While the TTS model may not need to decide when to do what, it does need to know how to naturally blend it all together under all circumstances including mid-word mood transitions (various degrees of surprise from pleasant to panic/horror) for a broad enough voice catalogue, variations and blends thereof to avoid immersion-breaking obvious reuse and mechanical transitions reminding you that the speech was computer-generated.

It seems to me like you are the one greatly underestimating the complexity of TTS sufficiently advanced and diverse to send mid-grade VAs into retirement at least as far as models small enough to pack into a game and run on a consumer-grade GPU alongside game graphics are concerned.
You can describe vocal transitions in the input stream. Playwrights do that sort of thing, all the time.
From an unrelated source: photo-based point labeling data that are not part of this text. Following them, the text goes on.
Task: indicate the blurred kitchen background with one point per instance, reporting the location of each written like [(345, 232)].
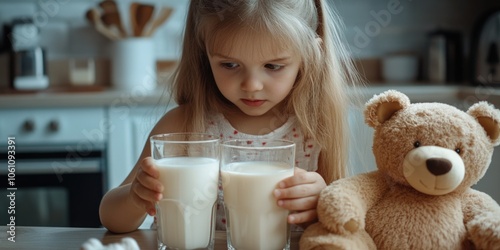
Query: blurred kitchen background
[(79, 127)]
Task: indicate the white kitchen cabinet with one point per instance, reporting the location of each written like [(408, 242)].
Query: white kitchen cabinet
[(128, 131)]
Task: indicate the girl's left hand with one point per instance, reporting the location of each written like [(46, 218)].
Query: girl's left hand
[(300, 193)]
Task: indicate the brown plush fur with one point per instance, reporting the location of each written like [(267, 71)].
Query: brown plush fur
[(382, 209)]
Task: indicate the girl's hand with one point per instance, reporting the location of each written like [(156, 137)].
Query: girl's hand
[(300, 193), (146, 189)]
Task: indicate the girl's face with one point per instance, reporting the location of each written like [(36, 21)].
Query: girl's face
[(253, 74)]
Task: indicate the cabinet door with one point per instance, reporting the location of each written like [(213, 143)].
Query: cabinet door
[(128, 131)]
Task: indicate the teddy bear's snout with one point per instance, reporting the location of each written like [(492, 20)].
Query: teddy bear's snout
[(433, 170), (438, 166)]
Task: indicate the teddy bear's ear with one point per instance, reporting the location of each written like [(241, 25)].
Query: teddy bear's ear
[(489, 118), (380, 108)]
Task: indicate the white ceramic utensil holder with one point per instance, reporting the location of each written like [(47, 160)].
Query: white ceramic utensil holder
[(133, 64)]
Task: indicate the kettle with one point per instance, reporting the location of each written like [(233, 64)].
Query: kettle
[(444, 56), (28, 70)]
As for my thinking about model complexity, it's entirely possible that I'm being too complacent about the challenges of doing it well. However, what I see that perhaps you might not appreciate is the power of higher-order features, which is something deep learning does very well. That avoids the need to have a network with combinatorical complexity, for dealing with all the various cases, characters, and scenarios.

For instance, ChatGPT isn't just a jumble of words. It actually models higher-order concepts. The same can be true for a TTS model. Once it knows how to do a vocal fry, it doesn't need a separate representation of how to do that for each voice it can model. There would be some additional complexity needed for it to adapt the quirk to its various voices, but there's real economy in having one model that can do multiple voices.
 
Last edited:
You can describe vocal transitions in the input stream. Playwrights do that sort of thing, all the time.
Description and execution/delivery are two considerably different things, which is why some lines can take dozens of takes before either everyone is satisfied with how it came through, settle for good enough, rearrange the line into something that better suits the actor's delivery or give up.
 
Description and execution/delivery are two considerably different things, which is why some lines can take dozens of takes before either everyone is satisfied with how it came through, settle for good enough, rearrange the line into something that better suits the actor's delivery or give up.
Training and rehearsal are two sides of the same coin.
 
Might get better but right now that was bad. Sounded like a 1980s Speak & Spell with all the emotion of an Action Man doll while speaking. They need to learn the old cartoon animation tricks where you have to "over-react" in terms of body language to things to make it interesting.